Wal-Mart (NYSE:WMT) and Costco (NASDAQ:COST) are two of the world's leading discount retailers with remarkably different strategies regarding human resources. Wal-Mart has always been harshly criticized for paying insufficient wages, while Costco rewards employees with above-average pay and superior benefits.
But Wal-Mart is borrowing a page from Costco's playbook, offering higher salaries and better working conditions. And that new approach is generating benefits for the company in terms of sales growth. Judging by recent financial reports from Wal-Mart, it looks as if what's good for employees can also be good for customers and investors.
Wal-Mart is going the Costco way, but only partially
Wal-Mart launched a series of bold initiatives in February 2015. Among other things, the company raised its minimum wage to $10, and wages for department managers increased from $12 to $15 an hour. According to an article in The New York Times, Wal-Mart has raised its average pay for full-time nonmanagerial employees to an average of $13.69 an hour, a 16% increase since early 2014.
It's not just about wages, as the company is also offering improved opportunities for education and professional development. Wal-Mart has developed an onboarding and training program offering potential career paths for employees who are looking to move beyond entry-level positions. Associates in these programs receive hands-on training in areas such as merchandising, retail fundamentals, teamwork, and people skills. Those who successfully complete these programs get to climb the corporate ladder toward jobs with higher responsibility and better pay.
Wal-Mart is also offering better conditions for associates in areas such as work schedule and benefits. The company is allowing employees to choose between more predictable or more flexible time schedules, according to their own needs, providing more control and ownership over their work and personal time. In addition, Wal-Mart is improving benefits related to healthcare, sick leave, and education.
Chances are that Wal-Mart will never completely close the gap versus Costco when it comes to wages in particular and human resources policies in general. It's worth noting that Costco raised its minimum wage by $1.50 an hour, from $11.50 and $12 an hour to $13 and $13.50 an hour, this past March. That was the first minimum-wage increase from Costco since 2007, and the decision probably reflects the fact that other companies in the industry started raising wages, so Costco needs to do the same to stay ahead of the competition.
Costco has a unique corporate culture in the retail industry, and its business model is quite particular. Since Costco operates completely under the warehouse retail model, the company makes more revenue per employee than other industry players, so Costco can naturally afford higher wages than Wal-Mart.
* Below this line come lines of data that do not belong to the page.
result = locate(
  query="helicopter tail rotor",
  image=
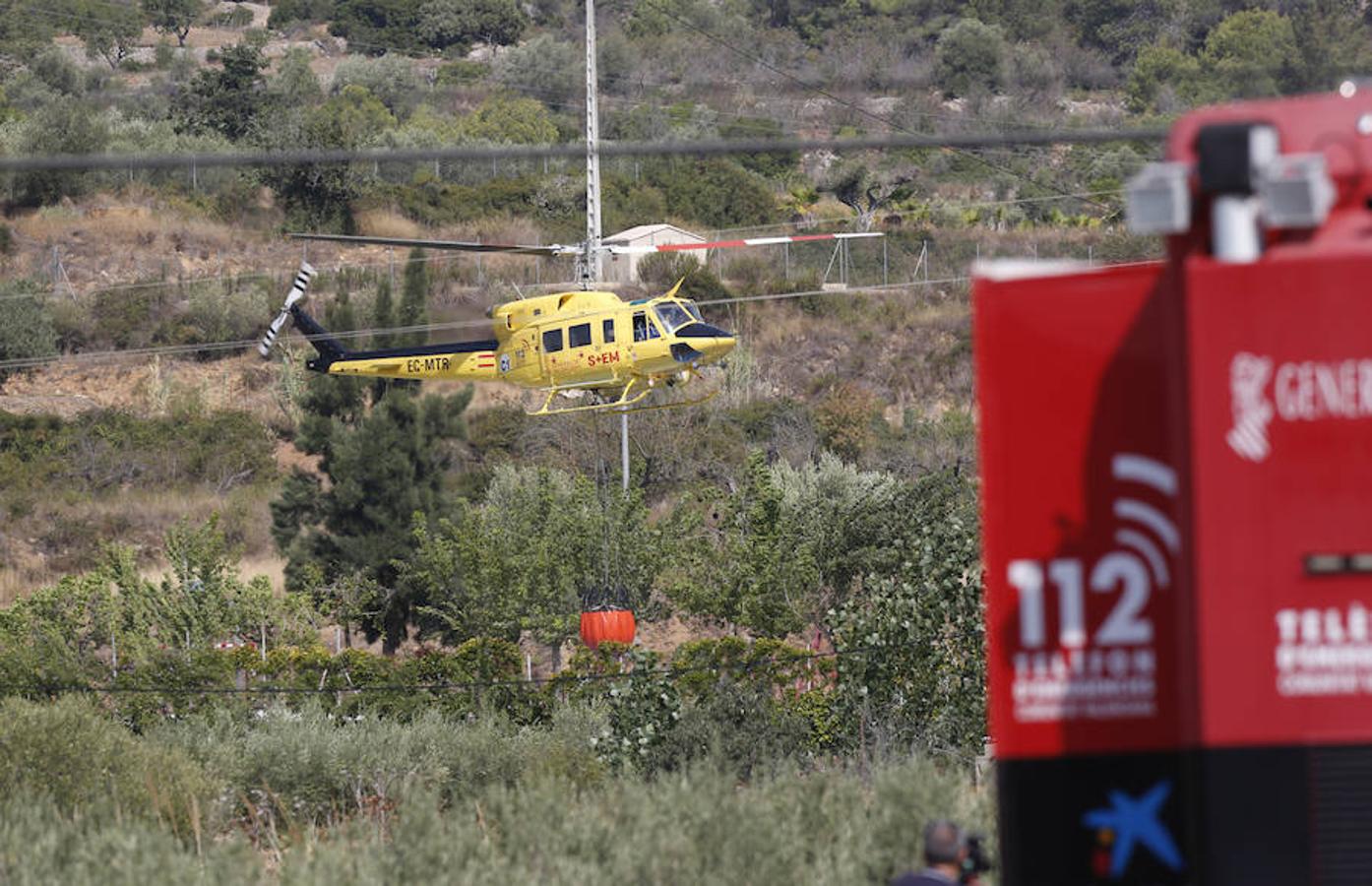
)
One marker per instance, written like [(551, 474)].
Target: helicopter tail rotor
[(302, 283)]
Nevertheless, the fact remains that Wal-Mart has changed its strategy. As opposed to trying to increase profit margins by paying the lowest possible wages it can get away with, the company is offering better working conditions to improve customer service and keep operations running smoothly. This new approach to human resources is generating promising results.
The move is paying off
During fiscal 2014, Wal-Mart suffered from declining comparable-store sales and negative traffic figures in the U.S. in every quarter. But things started to improve in fiscal 2015, and the recovery is quite noticeable nowadays. Comparable-store sales at Wal-Mart U.S. grew 1.6% during the second quarter of fiscal 2017, driven by a 1.2% increase in traffic. The company has produced positive comparable sales in the U.S. over the past eight quarters, while traffic has remained in positive territory over the past seven quarters in a row.
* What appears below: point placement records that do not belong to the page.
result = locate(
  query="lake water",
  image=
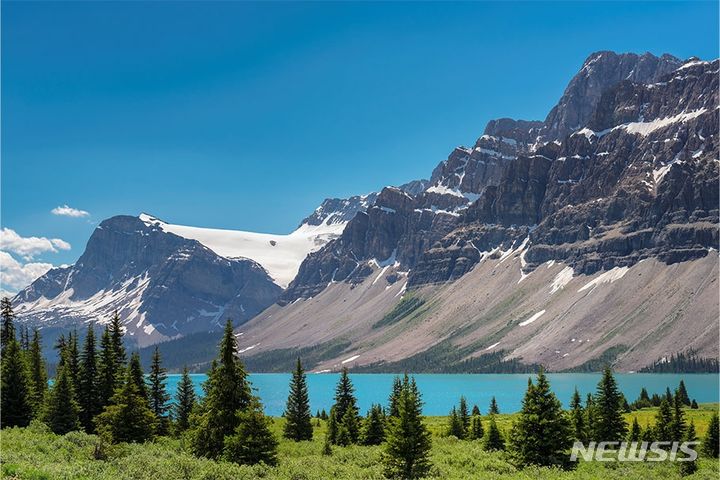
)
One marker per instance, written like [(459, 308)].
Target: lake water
[(441, 391)]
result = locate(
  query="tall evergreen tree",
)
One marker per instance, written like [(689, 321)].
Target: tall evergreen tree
[(494, 440), (407, 448), (38, 373), (158, 393), (711, 441), (7, 328), (252, 442), (184, 402), (374, 426), (542, 433), (493, 410), (61, 413), (15, 406), (577, 417), (227, 390), (128, 418), (297, 408), (88, 393), (609, 423)]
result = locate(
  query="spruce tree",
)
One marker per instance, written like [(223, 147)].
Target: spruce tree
[(542, 433), (493, 410), (407, 448), (7, 328), (297, 408), (158, 393), (494, 440), (184, 402), (15, 406), (252, 441), (128, 418), (61, 413), (711, 441), (227, 390), (609, 422), (373, 432), (38, 373), (476, 430), (88, 393)]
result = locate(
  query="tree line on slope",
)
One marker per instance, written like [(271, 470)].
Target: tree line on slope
[(99, 391)]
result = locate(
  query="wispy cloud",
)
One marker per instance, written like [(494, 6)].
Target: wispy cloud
[(28, 247), (67, 211), (15, 275)]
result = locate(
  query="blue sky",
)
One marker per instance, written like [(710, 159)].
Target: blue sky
[(247, 115)]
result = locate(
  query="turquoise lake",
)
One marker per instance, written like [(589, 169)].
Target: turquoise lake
[(442, 391)]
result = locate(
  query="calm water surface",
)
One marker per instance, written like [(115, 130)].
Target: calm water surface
[(440, 391)]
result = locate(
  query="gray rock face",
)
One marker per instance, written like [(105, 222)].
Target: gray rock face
[(162, 285)]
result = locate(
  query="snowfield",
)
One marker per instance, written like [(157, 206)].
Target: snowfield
[(279, 255)]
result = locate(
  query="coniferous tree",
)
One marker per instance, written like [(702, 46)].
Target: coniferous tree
[(493, 438), (682, 392), (373, 432), (493, 410), (663, 422), (609, 422), (88, 393), (227, 390), (128, 418), (542, 433), (61, 413), (7, 328), (577, 417), (475, 430), (407, 447), (297, 409), (711, 441), (184, 402), (38, 373), (158, 393), (252, 441), (15, 406)]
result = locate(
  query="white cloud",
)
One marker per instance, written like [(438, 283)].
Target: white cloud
[(28, 247), (15, 276), (67, 211)]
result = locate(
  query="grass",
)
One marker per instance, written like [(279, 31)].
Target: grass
[(34, 453)]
According to CEO Doug McMillon, one of the main reasons sales and traffic are moving in the right direction is that the customer experience is improving, which is clearly related to having a friendlier and more motivated workforce. In McMillon's words: "We believe a contributing factor to the results is our consistent improvement in customer experience. Customer surveys indicate that we're making good progress in providing a better shopping experience with cleaner stores, faster checkout, and friendlier service."
Wal-Mart is facing increasing costs, not only because of higher investments in employees, but also because the company is aggressively expanding its online retail capabilities. These initiatives are putting downward pressure on profit margins, but management is doing the right thing by prioritizing revenue growth and competitive positioning above short-term profit margins.
Employees aren't just an expense item on the income statement; they're one of the most important resources a business can have. As it turns out, investing in wages and other benefits can many times generate attractive returns for shareholders.